A política de educação inclusiva não se põe como mero apêndice de uma política educacional tradicional, um pequeno corretivo a preencher uma lacuna dentro de uma política que, exceto por este lapso, vai bem. Ao contrário, os princípios da educação inclusiva parecem requerer, tal como se lê em tantos depoimentos, que se repense a estruturação da escola e do ensino por inteiro. Teriam, por isso, potencial subversivo e transformador. Quais os principais dilemas que podem surgir nesse processo de transformação? Como decidir sobre eles a partir de critérios e processos democráticos e igualitários? Quais as responsabilidades particulares da escola, dos professores, da família e da comunidade no enfrentamento desses dilemas?
Para Renata, a etapa do ensino médio foi cumprida. Ingressar no ensino superior é um plano que permanece em aberto para ela. Seu caso, com todos os erros e acertos, serve como referência para as escolas brasileiras comprometidas com o ideal democrático da inclusão, em especial no estágio do ensino médio. Que outras dificuldades, não aparentes no caso de Renata, podemos imaginar para o sucesso da educação inclusiva neste estágio?





Notas

Este caso é produto de uma série de entrevistas realizadas no Colégio Estadual Coronel Pilar, no Departamento de Educação Especial da Universidade Federal de Santa Maria e na Secretaria de Educação do Governo do Estado do Rio Grande do Sul. Agradecemos a disponibilidade e a atenção de todos os entrevistados.
©Instituto Rodrigo Mendes. Licença Creative Commons BY-NC-ND 2.5Site externo.. A cópia, distribuição e transmissão dessa obra são livres, sob as seguintes condições: Você deve creditar a obra como de autoria de Conrado Hübner Mendes, licenciada pelo Instituto Rodrigo Mendes; é vedado o uso para fins comerciais; é vedada a alteração, transformação ou criação em cima dessa obra, a não ser com autorização expressa do licenciante.

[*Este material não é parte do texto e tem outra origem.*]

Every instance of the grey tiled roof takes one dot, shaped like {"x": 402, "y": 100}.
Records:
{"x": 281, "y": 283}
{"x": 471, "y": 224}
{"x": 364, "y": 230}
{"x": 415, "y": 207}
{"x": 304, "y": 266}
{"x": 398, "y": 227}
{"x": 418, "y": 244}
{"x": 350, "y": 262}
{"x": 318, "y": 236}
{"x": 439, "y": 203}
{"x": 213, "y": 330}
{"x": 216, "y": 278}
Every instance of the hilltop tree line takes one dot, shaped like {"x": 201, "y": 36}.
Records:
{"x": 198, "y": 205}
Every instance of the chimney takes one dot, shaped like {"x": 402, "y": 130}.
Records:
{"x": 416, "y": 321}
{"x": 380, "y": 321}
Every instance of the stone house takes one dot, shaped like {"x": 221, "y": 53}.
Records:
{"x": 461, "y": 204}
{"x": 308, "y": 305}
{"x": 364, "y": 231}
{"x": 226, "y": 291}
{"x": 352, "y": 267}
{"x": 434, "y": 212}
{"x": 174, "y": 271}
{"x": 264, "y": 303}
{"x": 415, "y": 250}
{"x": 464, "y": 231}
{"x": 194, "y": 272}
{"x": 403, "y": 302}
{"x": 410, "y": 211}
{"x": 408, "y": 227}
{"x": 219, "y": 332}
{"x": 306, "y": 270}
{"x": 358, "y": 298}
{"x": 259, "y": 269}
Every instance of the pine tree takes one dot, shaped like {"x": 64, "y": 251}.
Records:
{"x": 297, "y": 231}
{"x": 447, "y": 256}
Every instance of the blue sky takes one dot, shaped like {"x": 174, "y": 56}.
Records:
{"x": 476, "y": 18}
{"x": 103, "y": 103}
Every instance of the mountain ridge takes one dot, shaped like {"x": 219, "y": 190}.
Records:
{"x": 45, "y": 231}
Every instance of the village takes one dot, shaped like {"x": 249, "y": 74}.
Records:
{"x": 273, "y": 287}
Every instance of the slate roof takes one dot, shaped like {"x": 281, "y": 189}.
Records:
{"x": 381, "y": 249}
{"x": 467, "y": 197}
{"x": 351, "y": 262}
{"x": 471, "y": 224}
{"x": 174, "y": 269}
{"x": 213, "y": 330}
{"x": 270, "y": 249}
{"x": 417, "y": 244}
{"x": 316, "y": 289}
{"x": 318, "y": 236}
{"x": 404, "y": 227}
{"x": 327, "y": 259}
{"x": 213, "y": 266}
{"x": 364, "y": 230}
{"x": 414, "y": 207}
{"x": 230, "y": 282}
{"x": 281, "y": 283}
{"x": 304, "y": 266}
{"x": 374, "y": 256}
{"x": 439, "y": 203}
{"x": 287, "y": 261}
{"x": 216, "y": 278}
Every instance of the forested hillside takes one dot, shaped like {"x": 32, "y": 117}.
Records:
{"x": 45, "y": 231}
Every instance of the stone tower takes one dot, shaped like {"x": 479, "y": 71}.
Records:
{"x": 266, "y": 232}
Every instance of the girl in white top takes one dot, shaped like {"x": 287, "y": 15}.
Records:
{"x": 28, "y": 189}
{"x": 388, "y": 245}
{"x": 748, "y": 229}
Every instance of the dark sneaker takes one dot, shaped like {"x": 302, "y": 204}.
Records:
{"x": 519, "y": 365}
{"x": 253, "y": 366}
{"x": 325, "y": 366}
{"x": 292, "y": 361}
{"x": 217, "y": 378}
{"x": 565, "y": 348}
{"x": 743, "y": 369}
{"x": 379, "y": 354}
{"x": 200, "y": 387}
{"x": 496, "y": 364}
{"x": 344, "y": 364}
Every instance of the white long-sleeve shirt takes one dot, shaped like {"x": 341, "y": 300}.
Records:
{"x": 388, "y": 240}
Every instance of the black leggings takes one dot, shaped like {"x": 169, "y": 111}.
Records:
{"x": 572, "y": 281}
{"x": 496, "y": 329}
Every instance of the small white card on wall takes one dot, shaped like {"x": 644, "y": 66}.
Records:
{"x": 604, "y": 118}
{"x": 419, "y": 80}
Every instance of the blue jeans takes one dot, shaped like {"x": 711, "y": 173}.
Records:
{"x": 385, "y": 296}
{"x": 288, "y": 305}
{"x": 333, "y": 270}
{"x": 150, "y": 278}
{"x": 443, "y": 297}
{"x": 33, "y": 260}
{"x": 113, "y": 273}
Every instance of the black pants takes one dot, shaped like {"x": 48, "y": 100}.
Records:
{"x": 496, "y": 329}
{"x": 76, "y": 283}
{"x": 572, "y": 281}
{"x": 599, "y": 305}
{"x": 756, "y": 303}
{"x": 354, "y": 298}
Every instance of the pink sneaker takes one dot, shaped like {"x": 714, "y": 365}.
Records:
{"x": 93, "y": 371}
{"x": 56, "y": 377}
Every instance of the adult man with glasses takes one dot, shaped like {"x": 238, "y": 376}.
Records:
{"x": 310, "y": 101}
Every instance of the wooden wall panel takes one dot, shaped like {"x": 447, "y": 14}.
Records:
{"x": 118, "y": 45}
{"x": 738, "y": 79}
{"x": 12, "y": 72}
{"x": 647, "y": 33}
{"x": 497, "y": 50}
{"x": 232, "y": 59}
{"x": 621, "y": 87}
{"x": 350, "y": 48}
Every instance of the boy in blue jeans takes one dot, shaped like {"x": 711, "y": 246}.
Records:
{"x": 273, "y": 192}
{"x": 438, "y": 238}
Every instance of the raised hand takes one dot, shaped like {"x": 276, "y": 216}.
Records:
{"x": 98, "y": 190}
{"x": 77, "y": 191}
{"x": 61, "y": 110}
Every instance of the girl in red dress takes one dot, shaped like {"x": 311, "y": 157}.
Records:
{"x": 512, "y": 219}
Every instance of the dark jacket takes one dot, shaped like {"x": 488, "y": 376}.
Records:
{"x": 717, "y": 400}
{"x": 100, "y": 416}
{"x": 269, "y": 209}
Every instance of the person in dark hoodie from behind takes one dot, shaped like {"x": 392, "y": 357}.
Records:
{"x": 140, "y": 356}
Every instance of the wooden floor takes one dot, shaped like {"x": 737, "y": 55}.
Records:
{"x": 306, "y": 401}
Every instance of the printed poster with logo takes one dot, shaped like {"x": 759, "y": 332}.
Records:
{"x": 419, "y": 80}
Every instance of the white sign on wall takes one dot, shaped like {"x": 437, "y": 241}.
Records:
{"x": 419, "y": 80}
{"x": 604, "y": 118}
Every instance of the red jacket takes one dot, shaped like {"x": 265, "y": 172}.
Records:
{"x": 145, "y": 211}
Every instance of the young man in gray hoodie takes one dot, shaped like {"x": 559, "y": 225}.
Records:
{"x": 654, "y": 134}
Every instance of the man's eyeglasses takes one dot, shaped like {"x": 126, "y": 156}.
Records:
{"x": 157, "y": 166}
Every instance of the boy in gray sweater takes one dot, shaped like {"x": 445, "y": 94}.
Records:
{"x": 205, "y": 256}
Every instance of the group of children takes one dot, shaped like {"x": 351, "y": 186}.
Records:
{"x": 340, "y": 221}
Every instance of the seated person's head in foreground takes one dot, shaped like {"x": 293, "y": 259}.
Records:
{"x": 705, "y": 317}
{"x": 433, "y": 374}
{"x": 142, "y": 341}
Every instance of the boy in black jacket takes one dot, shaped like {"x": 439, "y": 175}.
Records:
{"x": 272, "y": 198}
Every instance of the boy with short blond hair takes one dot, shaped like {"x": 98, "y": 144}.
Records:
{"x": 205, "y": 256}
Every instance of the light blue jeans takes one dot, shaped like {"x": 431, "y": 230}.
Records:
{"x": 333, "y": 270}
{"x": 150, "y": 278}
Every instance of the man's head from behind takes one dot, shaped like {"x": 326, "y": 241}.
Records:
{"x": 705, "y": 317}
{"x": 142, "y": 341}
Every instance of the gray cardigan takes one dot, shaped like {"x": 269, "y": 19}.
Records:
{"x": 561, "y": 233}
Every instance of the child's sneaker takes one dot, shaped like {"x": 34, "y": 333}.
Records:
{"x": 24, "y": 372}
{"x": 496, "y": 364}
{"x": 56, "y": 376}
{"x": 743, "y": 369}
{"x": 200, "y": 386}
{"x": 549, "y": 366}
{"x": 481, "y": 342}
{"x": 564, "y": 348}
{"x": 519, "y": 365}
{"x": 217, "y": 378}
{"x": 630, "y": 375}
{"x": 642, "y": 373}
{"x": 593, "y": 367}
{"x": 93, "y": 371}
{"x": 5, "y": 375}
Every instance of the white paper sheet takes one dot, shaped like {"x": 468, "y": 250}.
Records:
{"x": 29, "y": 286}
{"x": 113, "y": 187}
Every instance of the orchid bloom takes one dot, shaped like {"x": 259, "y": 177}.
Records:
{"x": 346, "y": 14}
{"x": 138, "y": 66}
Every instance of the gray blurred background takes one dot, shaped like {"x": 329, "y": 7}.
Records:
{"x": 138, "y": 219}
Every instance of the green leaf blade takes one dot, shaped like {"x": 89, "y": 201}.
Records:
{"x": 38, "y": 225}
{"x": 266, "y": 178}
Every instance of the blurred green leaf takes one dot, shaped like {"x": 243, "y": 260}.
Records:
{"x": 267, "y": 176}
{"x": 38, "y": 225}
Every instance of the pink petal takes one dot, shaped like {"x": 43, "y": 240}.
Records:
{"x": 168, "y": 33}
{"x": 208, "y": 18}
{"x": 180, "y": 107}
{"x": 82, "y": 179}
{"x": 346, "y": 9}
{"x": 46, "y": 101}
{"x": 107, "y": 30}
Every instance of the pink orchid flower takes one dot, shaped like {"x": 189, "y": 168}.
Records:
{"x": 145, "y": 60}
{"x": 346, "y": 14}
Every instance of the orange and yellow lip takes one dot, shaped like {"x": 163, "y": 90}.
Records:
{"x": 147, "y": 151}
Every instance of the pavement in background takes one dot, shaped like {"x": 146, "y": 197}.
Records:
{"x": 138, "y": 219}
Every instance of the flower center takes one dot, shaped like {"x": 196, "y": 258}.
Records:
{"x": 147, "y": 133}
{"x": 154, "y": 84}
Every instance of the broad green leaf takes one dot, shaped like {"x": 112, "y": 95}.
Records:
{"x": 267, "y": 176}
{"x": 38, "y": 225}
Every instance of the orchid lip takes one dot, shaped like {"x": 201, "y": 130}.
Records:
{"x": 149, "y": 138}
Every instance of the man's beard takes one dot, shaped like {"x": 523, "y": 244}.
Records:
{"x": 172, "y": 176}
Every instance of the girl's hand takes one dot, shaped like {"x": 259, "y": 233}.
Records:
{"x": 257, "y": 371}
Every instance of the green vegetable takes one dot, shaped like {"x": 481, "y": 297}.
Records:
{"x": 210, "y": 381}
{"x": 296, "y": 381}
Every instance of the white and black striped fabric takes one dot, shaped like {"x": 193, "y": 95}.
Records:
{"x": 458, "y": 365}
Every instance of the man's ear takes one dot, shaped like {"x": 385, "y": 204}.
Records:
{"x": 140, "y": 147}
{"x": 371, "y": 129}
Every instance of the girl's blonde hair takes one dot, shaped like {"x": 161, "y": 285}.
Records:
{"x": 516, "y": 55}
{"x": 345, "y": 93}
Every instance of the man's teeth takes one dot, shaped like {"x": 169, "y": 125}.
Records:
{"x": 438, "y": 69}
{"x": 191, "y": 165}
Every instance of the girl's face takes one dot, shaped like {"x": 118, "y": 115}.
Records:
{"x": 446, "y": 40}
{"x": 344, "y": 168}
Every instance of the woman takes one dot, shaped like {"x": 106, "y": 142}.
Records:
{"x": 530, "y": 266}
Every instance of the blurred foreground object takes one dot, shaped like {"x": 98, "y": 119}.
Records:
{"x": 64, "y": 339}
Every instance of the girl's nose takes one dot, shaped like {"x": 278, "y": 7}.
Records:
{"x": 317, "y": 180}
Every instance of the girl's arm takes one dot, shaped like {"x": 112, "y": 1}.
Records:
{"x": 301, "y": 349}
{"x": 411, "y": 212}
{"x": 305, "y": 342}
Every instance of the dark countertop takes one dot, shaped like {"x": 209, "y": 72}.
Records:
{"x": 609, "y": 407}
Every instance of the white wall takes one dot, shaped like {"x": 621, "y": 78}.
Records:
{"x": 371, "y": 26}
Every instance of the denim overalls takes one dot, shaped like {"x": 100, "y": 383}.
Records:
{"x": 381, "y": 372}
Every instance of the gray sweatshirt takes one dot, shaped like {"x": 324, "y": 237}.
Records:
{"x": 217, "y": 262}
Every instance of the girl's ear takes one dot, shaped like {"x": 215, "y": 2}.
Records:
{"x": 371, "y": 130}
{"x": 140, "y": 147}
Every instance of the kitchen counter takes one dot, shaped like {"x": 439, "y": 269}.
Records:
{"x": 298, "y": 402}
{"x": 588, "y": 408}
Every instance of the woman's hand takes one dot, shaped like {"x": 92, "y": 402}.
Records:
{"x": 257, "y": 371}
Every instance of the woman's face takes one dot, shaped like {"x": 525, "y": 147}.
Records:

1 Esta é a sigla para “Atendimento Educacional Especializado”, serviço que, conforme a Política Nacional de Educação, a escola inclusiva presta ao estudante com deficiência no contraturno, em paralelo ao ensino regular. Difere-se, na concepção e na prática, da tradicional “Educação Especial”, modelo que separa os educandos com deficiência numa sala especial.
2 A base jurídica dessa polêmica gira em torno do art. 209 da Constituição Federal: “O ensino é livre à iniciativa privada, atendidas as seguintes condições: I - cumprimento das normas gerais da educação nacional; II - autorização e avaliação de qualidade pelo Poder Público.” Para um breve resumo da questão, cf. “O direito à educação especial inclusiva: breves considerações”, de Fabiana Maria Lobo da Silva, no site Jus Navigandi, 01/2011.